Mélina Houle en compagnie d'un loup gris de quatre mois. Même si, à cet âge, les louveteaux sont déjà plus grands qu'un golden retriever, il est encore possible de les manipuler sans avoir recours à des narcotiques.
— Marc Guilbeault
L’étudiante-chercheuse en a fait la démonstration en suivant les déplacements de six meutes de loups pendant 18 mois. Ces meutes, composées de quatre à huit membres, fréquentaient soit le territoire de la réserve faunique des Laurentides ou celui du réservoir Manicouagan. Les données sur leurs déplacements ont été obtenues à l’aide de colliers GPS fixés sur douze d’entre eux; grâce au suivi satellitaire, une lecture de positionnement était faite à toutes les quatre heures sur chaque loup porteur d’un collier.
Si cette technologie permet de recueillir confortablement une masse de données beaucoup plus fiables que les méthodes utilisées antérieurement pour étudier les déplacements des loups — le suivi des pistes dans la neige ou la télémétrie —, un obstacle incontournable demeure: pour pouvoir poser un collier sur un loup, il faut d’abord le capturer. «C’est un animal tellement intelligent, constate Mélina Houle. C’est hallucinant toutes les précautions qu’il faut prendre autour des pièges pour éviter qu’il se doute de quelque chose. Lorsqu’il nous regarde, je ne sais pas comment expliquer ça au juste, mais il a quelque chose dans les yeux qui porte à croire qu’il comprend.» C’est grâce à la précieuse collaboration d’un technicien de la faune, expert en piégeage, Rolland Lemieux, que les chercheurs ont réussi à capturer de jeunes loups. «Les louveteaux sont beaucoup moins méfiants que les adultes et c’est eux qui se font prendre dans les pièges à pattes. On leur pose un collier GPS et ils nous servent ensuite d’espions pour localiser la meute.» En hiver, les chercheurs repèrent les meutes grâce aux jeunes et ils capturent des adultes à l’aide de filets projetés à partir d’un hélicoptère.
Des impacts changeants
L’étudiante-chercheuse a modélisé l’habitat du loup sur les deux territoires d’études en tenant compte de la topographie, de peuplements forestiers, des cours d’eau et de l’abondance de neige.

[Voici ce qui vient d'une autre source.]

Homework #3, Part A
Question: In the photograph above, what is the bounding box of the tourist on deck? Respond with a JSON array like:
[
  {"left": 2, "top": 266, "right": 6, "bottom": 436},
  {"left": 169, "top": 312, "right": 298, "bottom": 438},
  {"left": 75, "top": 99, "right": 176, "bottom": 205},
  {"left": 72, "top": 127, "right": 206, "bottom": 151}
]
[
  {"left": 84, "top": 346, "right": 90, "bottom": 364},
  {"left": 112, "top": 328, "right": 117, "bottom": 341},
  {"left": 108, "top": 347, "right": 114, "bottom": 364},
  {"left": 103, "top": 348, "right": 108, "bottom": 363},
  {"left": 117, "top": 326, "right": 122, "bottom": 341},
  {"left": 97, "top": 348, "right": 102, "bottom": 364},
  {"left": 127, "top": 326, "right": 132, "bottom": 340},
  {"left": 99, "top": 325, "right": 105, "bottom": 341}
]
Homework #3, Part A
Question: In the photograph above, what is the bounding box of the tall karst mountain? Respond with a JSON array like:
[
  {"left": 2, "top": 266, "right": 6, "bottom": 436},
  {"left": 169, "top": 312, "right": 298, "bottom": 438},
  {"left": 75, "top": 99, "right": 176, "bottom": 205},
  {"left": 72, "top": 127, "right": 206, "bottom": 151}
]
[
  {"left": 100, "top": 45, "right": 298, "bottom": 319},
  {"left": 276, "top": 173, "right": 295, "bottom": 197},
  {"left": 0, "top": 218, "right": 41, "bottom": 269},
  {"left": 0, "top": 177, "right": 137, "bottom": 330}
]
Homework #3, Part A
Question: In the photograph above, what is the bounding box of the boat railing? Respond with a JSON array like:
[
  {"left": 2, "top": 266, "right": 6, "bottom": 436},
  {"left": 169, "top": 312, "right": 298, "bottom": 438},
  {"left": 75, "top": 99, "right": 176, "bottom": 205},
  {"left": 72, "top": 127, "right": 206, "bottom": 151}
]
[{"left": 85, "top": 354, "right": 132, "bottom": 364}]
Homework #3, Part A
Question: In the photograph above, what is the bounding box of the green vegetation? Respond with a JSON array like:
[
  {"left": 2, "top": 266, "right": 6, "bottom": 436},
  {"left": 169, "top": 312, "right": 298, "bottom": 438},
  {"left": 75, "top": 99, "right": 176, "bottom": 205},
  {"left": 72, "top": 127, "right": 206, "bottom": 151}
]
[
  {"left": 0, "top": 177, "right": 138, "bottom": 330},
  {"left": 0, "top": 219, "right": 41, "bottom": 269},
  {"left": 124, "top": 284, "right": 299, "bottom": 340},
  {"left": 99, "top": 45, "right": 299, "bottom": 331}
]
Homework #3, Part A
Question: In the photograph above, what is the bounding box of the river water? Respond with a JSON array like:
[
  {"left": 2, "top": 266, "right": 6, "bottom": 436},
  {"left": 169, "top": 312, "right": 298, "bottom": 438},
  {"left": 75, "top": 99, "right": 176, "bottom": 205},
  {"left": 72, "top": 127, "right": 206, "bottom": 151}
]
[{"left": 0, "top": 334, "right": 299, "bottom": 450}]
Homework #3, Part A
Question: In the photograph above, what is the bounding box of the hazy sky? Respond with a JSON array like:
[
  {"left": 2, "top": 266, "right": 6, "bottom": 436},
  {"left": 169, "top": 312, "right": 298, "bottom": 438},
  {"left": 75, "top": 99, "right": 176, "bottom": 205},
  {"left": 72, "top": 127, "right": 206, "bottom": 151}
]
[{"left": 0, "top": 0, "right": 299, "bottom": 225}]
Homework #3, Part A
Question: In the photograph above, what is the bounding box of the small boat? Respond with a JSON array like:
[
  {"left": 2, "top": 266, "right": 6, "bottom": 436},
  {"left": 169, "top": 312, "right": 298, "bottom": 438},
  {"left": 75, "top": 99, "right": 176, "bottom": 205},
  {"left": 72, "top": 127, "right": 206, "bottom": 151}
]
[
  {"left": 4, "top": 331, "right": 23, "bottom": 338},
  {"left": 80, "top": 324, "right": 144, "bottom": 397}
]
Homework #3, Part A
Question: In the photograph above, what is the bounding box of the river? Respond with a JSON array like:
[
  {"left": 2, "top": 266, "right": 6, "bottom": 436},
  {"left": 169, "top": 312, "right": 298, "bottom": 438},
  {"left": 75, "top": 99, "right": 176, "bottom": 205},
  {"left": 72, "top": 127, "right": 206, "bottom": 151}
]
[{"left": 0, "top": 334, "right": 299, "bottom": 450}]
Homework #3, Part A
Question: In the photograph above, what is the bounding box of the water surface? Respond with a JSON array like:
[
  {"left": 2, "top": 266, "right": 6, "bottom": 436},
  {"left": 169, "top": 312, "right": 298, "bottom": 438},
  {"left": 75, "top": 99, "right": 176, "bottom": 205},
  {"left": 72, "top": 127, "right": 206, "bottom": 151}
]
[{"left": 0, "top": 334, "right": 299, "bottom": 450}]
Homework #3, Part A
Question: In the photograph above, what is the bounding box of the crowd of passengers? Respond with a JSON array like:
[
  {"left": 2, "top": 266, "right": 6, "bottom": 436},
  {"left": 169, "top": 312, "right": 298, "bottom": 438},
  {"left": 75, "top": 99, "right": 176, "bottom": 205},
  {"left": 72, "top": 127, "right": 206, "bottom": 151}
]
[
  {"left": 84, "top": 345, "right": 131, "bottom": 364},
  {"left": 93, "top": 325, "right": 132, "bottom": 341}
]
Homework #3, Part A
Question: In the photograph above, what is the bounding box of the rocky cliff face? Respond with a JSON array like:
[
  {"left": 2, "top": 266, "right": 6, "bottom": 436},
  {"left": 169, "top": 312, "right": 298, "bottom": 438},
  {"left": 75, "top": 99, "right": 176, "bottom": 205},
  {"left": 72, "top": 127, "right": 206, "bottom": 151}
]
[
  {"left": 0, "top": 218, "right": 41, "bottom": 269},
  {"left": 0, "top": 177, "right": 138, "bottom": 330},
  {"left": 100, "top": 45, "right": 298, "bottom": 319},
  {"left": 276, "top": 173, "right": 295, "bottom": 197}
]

Grâce aux milliers de données de positionnement obtenues par GPS, la table était mise pour déterminer de quelle façon la présence des chemins forestiers et des parterres de coupes influençait l’utilisation de l’espace par le loup. Ses analyses ont révélé qu’entre décembre et juin, lorsque les activités forestières étaient réduites, plus la densité de routes était élevée, plus la probabilité que les loups les utilisent était forte. En facilitant les déplacements des loups, les routes favoriseraient leur succès de chasse. Par contre, pendant l’été, lorsque les louveteaux commencent à suivre la meute, la fréquentation des routes diminue en fonction de leur densité dans le paysage.
Quant aux parterres de coupe, les loups les fréquentaient lorsque leur abondance était faible, mais ils les évitaient s’ils étaient abondants. «Lorsque le paysage devient trop fragmenté par l’abondance des coupes, la disponibilité du couvert forestier peut devenir insuffisante pour procurer la protection nécessaire aux proies, explique l’étudiante-chercheuse. Les secteurs seraient alors délaissés par l’orignal, et le loup aurait peu d'intérêt à utiliser ces parterres de coupes en régénération.»
Les effets cumulés des activités forestières peuvent donc avoir des conséquences considérables et changeantes sur l’utilisation du territoire par le loup ainsi qu’un impact sur la dynamique prédateur-proie. «Il faut tenir compte non seulement des effets individuels des routes et des coupes, mais aussi de leurs effets cumulés sur le loup, conclut Mélina Houle. Nous recommandons donc que dans les territoires forestiers sous aménagement intensif, les décisions de gestion de l'habitat du loup et des espèces qui lui sont liées tiennent compte des effets cumulés des structures anthropiques sur ces espèces.»